Exciting family events took place at Scout Island, as well. We had watermelon races where children were grouped according to age then a huge watermelon was tossed into the water about 10 metres from the beach. Each group took turns lining up on the beach and when the whistle went it was a mad scramble to first find the watermelon then wrench it out of the arms of others. The beautiful clearness of the water made spotting the watermelon easy. The next feat was to find a way to shore then dashing, with the watermelon bobbing around in our skinny short arms, to the finish line. Tripping with the watermelon was avoided. Not much fun flat on one’s face in the sand with a smashed watermelon seeping into your swimsuit.
A second event, including adult swimmers, was a cross-lake swim. Swimmers started the swim at a little beach on South Lakeside and the finish was Scout Island. Boaters bobbed alongside us, a safety measure I, as a 10-year-old, found reassuring. The distance was over a mile. Participants staggered onto shore at Scout Island, feeling at one with the lake.
Back then, our family lived on Gibbon Road in the Dog Creek Road area. On a sunny morning, we children would pack our swim bags and a lunch and walk the 4.5 km cross-country route down to Scout Island for the day. We picked up friends along the way. Part of the pilgrimage to Scout Island was through a cow pasture where the present-day Terra Ridge housing complex sits. Back then, the sleepy cows seemed unsurprised at our troupe of Scout Island enthusiasts. We continued across the field where Wholesale Foods and Canadian Tire are located today.
Our first body of water on our trek to Scout Island was the Williams Lake River, where the bird sanctuary is today. Our group spent a fair bit of time swimming in the river, slipping off the grassy banks into the refreshing water, feeling our feet against the sandy and pebbly bottom. Eventually, we placed our swim bags on our heads and waded across the river and carried onto Scout Island.
With our swim bags hastily dropped on the beach, we raced into the lake, diving and splashing, in and out of the water a hundred times.

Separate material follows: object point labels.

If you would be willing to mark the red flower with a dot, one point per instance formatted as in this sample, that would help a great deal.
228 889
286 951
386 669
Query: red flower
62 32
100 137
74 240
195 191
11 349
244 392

Eventually, someone would get hungry and we sat on our towels and lunched together, enjoying the beauty of the pristine lake before us, and the fellowship of swimmers.
Around 3:00, my mom would arrive in the big family station wagon and all of us would pile in for the sleepy, pleasurably exhausted trip home. We all went to bed those nights dreaming and hoping of the next sunny trip to a child’s paradise: Scout Island.
Sandra, a Laker, wishes she was a lot smarter, better looking, and that she had become a private investigator. She has many interests and loves to write about them. Overall, she is high on life in the Cariboo and credits that to the great locals and beautiful landscape that surrounds us.